After getting pummeled in 2020, real estate has shown a comeback despite many problems related to the change in work and shopping patterns.  Representing about 4% of the stock market, Real Estate is up 29% on the year and an impressive 8% in October.

Technology stocks which represent 25% of US markets have been top performers for years.  After valuations drifted sideways or downward over the summer, Tech was up 12% to 27% in October.  Tech excludes stocks like Google or Facebook which are in Communications and Amazon which is in Consumer Cyclicals.
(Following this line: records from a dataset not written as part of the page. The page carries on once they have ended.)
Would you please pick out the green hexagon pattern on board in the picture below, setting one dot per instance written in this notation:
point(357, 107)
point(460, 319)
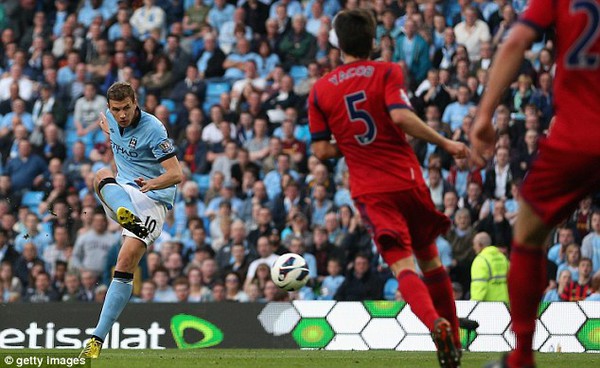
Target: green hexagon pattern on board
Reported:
point(313, 333)
point(589, 334)
point(383, 308)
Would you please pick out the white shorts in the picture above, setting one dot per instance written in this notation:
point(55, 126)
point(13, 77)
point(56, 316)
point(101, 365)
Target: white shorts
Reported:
point(151, 212)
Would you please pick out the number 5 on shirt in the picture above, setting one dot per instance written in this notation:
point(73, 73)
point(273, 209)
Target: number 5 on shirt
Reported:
point(363, 116)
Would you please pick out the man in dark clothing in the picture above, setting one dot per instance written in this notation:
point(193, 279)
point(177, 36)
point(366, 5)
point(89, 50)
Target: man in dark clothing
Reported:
point(361, 284)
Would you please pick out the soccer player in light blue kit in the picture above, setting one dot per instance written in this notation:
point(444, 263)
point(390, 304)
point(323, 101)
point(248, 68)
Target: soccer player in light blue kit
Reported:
point(138, 197)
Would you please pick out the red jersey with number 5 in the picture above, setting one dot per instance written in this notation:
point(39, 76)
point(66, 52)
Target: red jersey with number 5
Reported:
point(577, 82)
point(352, 104)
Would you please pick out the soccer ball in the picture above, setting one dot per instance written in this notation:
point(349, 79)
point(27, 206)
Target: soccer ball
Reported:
point(290, 272)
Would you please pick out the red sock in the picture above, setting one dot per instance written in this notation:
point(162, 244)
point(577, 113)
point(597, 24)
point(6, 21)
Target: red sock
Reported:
point(415, 293)
point(440, 288)
point(526, 284)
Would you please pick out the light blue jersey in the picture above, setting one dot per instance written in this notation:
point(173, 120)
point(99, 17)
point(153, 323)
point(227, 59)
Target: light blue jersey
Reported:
point(138, 150)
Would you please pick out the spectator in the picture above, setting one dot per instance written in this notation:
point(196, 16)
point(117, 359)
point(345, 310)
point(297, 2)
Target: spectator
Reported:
point(558, 251)
point(233, 291)
point(579, 290)
point(210, 63)
point(7, 252)
point(416, 56)
point(572, 258)
point(16, 76)
point(497, 226)
point(197, 291)
point(60, 250)
point(456, 111)
point(361, 283)
point(148, 18)
point(298, 47)
point(89, 281)
point(460, 238)
point(91, 248)
point(181, 287)
point(590, 247)
point(164, 292)
point(595, 296)
point(43, 291)
point(33, 234)
point(10, 285)
point(489, 271)
point(72, 290)
point(564, 280)
point(332, 282)
point(265, 252)
point(18, 115)
point(472, 32)
point(158, 81)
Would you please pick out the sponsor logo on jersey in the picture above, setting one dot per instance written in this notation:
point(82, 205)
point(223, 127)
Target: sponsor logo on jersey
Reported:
point(123, 151)
point(359, 71)
point(166, 146)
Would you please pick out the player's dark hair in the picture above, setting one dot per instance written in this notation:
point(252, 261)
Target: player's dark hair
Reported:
point(120, 91)
point(355, 30)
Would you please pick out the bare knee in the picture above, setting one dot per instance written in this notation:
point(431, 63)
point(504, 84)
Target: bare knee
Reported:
point(430, 264)
point(530, 230)
point(101, 175)
point(130, 255)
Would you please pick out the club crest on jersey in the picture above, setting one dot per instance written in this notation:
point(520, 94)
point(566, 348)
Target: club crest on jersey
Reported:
point(166, 146)
point(133, 142)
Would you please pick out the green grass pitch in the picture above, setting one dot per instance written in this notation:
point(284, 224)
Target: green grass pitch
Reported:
point(259, 358)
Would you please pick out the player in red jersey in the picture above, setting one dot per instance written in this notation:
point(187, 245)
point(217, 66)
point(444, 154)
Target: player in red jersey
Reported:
point(568, 163)
point(363, 105)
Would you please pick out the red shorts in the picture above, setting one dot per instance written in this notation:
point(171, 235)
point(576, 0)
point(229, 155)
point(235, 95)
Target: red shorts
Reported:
point(403, 223)
point(559, 178)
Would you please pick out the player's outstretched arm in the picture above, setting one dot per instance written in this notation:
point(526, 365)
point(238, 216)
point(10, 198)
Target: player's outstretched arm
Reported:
point(414, 126)
point(172, 176)
point(325, 150)
point(506, 63)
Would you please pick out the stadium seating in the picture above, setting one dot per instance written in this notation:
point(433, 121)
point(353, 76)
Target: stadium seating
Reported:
point(32, 199)
point(214, 89)
point(169, 104)
point(203, 182)
point(298, 73)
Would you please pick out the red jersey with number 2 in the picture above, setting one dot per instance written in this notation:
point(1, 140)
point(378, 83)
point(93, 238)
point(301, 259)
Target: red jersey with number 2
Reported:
point(352, 104)
point(577, 83)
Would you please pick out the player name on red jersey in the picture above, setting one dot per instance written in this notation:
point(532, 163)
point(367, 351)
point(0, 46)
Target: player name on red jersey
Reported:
point(359, 71)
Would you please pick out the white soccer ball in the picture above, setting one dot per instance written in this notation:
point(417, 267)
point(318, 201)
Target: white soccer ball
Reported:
point(290, 272)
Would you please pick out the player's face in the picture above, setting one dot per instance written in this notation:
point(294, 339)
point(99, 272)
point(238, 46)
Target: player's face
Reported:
point(123, 111)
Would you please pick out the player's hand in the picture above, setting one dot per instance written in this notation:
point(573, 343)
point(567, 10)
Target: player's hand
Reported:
point(483, 138)
point(103, 123)
point(145, 185)
point(457, 149)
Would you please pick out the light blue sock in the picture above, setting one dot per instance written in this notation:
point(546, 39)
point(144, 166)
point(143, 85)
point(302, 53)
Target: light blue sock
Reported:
point(115, 196)
point(117, 296)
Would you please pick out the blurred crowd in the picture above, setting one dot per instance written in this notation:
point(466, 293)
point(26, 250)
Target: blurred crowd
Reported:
point(229, 80)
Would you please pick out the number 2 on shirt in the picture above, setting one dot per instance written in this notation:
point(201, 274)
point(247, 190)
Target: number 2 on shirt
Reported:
point(363, 116)
point(579, 55)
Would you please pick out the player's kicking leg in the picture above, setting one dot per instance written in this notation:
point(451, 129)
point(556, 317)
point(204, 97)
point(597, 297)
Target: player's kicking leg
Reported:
point(119, 202)
point(115, 197)
point(526, 283)
point(416, 294)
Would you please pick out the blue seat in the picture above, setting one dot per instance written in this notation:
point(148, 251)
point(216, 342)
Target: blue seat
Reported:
point(32, 199)
point(214, 89)
point(298, 73)
point(168, 103)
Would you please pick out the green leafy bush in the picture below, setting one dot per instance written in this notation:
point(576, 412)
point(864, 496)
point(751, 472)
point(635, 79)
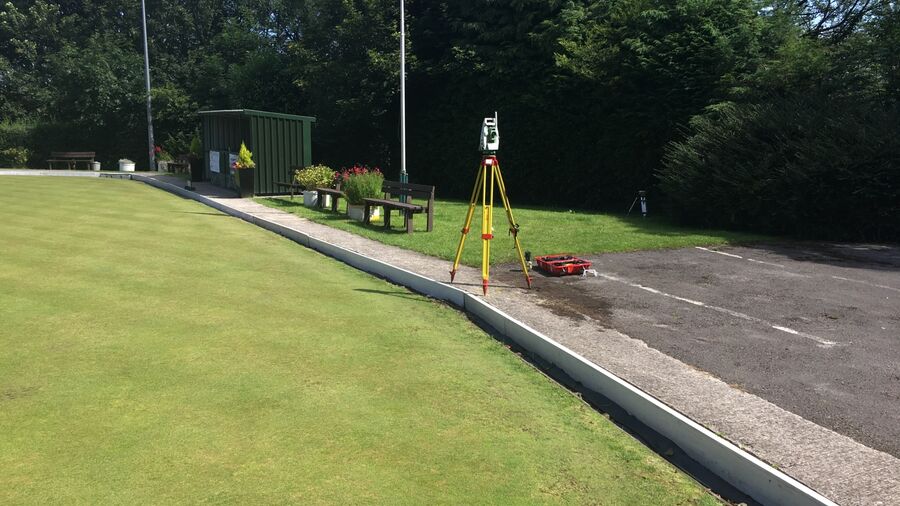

The weakest market segment was in bonds.  As rates begin to increase, the value of bonds has begun to decline as investors look for higher returns.  While most of the early increases in rates are shorter in maturity, longer-term rates will adjust higher over time.  Whether it is long-dated bonds or high yield debt, these two areas of the market appear to represent the most downside risk.  As an example, a 0.2% increase in the yield on 10 year Treasuries eliminates one full year of interest from returns.

Looking at the Dow 30, the trailing Price-to-Earnings Ratio (P/E ratio) was 23x at the end of the month.  Stated differently, stocks were valued at 23 years of earnings.  If we compare this with 25.7x from one year ago, you can see that valuations have become more reasonable.  Looking at the forward P/E ratio which uses 2022 earnings estimates, the ratio improves from 22.3x to 18.8x.  What this tells us is that the value of the index is higher than last year, but the cost of the underlying stocks has improved.  Better prices means that the dividend yield has fallen from 2.3% last year to 1.8% for this index.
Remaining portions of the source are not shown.